An infringement procedure begins with the Commission sending an EU country a formal notice. It could lead to financial penalties if the member state fails to fulfill its obligations under EU law.

Warsaw has two months to reply to the formal notice of legal action.

Why is the EU taking steps against Poland?

The Commission said Poland’s Constitutional Tribunal violated EU laws. The EU “has serious doubts on the independence and impartiality” of the Polish court, the Commission said in a statement.

The Constitutional Tribunal had said that law out of Warsaw could take precedence over laws coming from Brussels.

The court had looked specifically at the compatibility of provisions from EU treaties — which are used by the European Commission to justify having a saw in the rule of law in member states — with Poland’s constitution.

However, the European Court of Justice (ECJ) had ruled that the EU could force member states to disregard certain provisions in national law, including constitutional law.

The EU Commission said on Wednesday that it considered the ruling by Poland’s Constitutional Tribunal “in breach of the general principles of autonomy, primacy, effectiveness and uniform application of Union law and the binding effect of rulings of the Court of Justice of the European Union (ECJ).”

It also raised “serious concerns as to the impartiality of judges of the Constitutional Tribunal,” citing the process of appointing them.

How did Poland respond?

Sebastian Kaleta, a Polish deputy justice minister, said the EU’s move was an attack on his country’s sovereignty.
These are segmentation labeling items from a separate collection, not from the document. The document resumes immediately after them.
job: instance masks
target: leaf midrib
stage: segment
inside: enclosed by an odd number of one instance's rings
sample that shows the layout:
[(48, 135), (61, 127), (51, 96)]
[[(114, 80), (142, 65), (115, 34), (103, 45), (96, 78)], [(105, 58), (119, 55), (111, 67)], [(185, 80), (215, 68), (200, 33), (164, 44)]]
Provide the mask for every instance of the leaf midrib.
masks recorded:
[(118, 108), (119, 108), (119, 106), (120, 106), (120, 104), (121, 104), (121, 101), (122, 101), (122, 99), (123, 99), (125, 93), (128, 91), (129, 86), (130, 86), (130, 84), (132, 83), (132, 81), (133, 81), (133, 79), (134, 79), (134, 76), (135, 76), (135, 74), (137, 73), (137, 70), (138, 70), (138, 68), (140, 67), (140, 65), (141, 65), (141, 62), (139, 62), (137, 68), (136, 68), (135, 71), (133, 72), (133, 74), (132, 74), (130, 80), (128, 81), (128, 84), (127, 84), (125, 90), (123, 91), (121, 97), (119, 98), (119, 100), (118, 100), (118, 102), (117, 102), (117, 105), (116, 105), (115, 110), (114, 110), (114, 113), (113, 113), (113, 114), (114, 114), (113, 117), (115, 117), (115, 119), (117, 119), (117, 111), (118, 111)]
“The EC (European Commission) is initiating proceedings and wants to subordinate the Constitutional Tribunal in Poland to EU law,” he wrote on Twitter. “This is an attack on the Polish constitution and our sovereignty.”

The Polish Prime Minister Mateusz Morawiecki was also quoted by media as saying that he did not agree with the opinion of the European Commission, rejected accusations that it had been politicized.